I’ll give you a brief summary of our life together so far… Our first date was 21.04.14 I actually fell in love with him about a month before that – when I first met him. He didn’t ask me out, so I took charge and posted him a note with my number on asking him for a beer, anyway… We got there in the end. My daughter fell in love with him, she thought it was amazing that Martin had a car with blue lights and sirens he could switch on if he was stuck in traffic and was busting for a wee. At the beginning of September it was decided Martin would sack off his playboy apartment and move in with us. Happy days! We booked a holiday for October our forward planning of life was generally quite short sighted but exciting times were afoot. At the same time yer’ man realised he was overdue his surveillance appointment for his reflux issue he has… We book in, I take him over, he got totally drugged up did the camera down the throat job… Falls out of the hospital, takes me for lunch, forgets his wallet, goes home, sleeps it off and we forget alllllll about it.
24th September 14. Letter arrives… Come in for an appointment that’s been made for you… ‘I’ll go on my own, if I’m going to kark it I doubt it’ll be before 8pm’. 6.30pm that evening ‘Rob, I’ve got cancer’.
There was never a question if I was going to stick around for this. As the great Marilyn once said ‘if you can’t handle me at my worse, you sure as hell don’t deserve me at my best’. We would stand united and kick that nasty fucker out of our life….
So, after not much of a holiday, lots of staging tests, nights at home throwing ourselves on the floor sobbing and screaming and being quite unsure how either of us w’re going to cope… We got the news that actually, they would just chop it out. A big operation that would take a lot of time to recover from (but it’s ok, because he’s so young) then he would be cured…
23rd November 14. Day before op. I drop him off at Tommy’s. I go home, drink wine and cry.
24th November 14. Day of op. I clean the house. It’s probably cleaner then the OR he’s in. Various friends turn up with wine, and leave. Prof Mason eventually calls to say he was pleased with how it went. He’s in recovery.
Over the next 3 weeks, he suffers a collapsed lung, getting stuck in a K hole, fluid that surrounds his brain leaking out of his spine and various other awful things. Following his release from hospital recovery was slow to begin with but then you could see him getting stronger ever day.
Fast forward to March 15. ‘Martin, I’ve found this place, I think we should get married there…’ So we booked it. The idea of marriage never really appealed to me before, but for a moment there, the chance of us being able to officially spend the rest of our lives together was going to be taken away from us.
August 21st 2015. We got married, it was great, neither of us realised how many amazing people we had in our lives that we love and love us back.

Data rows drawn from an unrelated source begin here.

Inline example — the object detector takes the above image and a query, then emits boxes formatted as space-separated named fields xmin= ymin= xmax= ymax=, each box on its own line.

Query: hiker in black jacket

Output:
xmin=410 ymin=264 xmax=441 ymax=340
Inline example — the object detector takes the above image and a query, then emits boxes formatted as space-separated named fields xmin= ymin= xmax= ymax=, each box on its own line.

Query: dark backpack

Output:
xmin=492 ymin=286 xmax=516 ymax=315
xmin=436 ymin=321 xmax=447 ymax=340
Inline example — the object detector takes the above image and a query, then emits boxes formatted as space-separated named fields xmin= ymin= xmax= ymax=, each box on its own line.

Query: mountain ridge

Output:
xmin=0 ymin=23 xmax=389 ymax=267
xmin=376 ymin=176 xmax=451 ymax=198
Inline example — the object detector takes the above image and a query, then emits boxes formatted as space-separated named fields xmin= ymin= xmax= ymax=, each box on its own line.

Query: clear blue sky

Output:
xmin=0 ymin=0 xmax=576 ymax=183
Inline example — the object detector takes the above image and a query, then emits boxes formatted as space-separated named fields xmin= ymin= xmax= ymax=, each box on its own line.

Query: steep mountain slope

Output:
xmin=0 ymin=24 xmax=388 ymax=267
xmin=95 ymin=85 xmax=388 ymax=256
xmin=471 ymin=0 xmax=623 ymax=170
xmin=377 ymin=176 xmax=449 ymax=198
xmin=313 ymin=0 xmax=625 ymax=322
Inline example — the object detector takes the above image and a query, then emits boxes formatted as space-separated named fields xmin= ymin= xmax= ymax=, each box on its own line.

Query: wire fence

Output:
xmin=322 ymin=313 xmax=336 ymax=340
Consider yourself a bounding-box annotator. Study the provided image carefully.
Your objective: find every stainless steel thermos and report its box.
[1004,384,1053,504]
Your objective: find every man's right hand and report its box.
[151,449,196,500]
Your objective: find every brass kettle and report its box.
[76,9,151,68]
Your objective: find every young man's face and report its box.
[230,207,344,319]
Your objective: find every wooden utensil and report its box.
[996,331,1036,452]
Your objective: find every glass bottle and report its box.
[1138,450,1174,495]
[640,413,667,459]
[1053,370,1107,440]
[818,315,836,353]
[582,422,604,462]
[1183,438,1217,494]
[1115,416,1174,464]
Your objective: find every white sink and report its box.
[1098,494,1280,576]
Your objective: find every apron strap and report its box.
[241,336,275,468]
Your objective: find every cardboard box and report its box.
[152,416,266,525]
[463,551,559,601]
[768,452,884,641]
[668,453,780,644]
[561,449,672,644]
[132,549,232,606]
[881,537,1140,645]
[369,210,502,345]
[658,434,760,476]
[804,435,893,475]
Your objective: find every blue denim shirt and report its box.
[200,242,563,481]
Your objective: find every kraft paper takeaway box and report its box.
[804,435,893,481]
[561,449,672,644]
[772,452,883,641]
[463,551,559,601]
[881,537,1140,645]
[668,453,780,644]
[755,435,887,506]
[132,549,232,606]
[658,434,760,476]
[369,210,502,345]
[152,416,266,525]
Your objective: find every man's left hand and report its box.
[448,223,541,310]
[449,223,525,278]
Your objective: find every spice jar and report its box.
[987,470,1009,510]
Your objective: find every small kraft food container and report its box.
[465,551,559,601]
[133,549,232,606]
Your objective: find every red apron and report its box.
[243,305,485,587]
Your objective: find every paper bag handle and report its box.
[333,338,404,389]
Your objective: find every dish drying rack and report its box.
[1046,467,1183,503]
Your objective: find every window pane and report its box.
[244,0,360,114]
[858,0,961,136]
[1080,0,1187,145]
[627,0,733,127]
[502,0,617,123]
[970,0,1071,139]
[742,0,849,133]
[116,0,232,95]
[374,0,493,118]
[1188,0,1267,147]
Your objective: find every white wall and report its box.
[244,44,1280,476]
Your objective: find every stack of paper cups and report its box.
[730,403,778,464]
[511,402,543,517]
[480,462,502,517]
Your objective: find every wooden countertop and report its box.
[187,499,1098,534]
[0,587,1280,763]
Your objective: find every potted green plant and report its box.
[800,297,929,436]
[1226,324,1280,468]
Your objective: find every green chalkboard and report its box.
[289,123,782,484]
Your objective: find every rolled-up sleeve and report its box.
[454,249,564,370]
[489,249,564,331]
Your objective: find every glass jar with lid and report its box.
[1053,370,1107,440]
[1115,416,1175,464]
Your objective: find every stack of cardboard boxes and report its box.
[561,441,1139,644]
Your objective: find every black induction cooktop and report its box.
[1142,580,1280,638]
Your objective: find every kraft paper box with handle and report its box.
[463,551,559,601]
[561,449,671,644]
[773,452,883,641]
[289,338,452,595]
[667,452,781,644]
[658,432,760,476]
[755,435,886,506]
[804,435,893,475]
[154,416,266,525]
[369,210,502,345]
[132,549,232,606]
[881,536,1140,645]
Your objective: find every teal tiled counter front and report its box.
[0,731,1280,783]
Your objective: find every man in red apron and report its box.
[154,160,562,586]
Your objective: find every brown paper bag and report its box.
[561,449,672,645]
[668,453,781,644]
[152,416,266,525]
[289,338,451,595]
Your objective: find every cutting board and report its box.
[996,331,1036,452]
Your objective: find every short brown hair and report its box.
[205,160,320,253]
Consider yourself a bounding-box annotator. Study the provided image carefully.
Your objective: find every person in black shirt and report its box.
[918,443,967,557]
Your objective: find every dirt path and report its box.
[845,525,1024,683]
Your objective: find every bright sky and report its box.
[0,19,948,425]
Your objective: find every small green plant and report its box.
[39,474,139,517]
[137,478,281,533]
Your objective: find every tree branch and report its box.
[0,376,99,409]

October 5th 2015. Martin had been complaining of a sore chest for weeks, today we found out the cancer had come back. It was in his lungs. I coped well, I thought no problem we will fight this like we did last time… Then it’s explained to me ‘This won’t be cured Rob, it will never go away’. I shut down. This can’t be right? 6 weeks we’ve been married this is some sick joke right? This isn’t what we agreed… Why do people keep asking if I’m ok? Fuck am I! In fact why do people keep asking me a question I honestly don’t know how to answer. Texts, calls, emails… I switched my phone off for 2 days and my dad rocks up… He lives in Germany. As much as I adore you all for caring so much, I’m grieving and need time to come to terms with what’s happening and I can’t be held responsible for how everyone else feels about what’s going on too. Add in, that we have no idea when the treatment starts, how long it will last, how aggressive this cancer is, lots of doctors talking to us with the sad face tilted head expression without actually explaining anything that I can remember, just that they’re all very surprised about us being back there…
so I kinda snap out of my funk for a day or 2 and this happens…
22nd October 2015. It’s in his eye. We leave the hospital, having decided we don’t like anyone in that department much at all, walk into town and get drunk.
Chemo starts on Monday… I’ll let you know how that goes.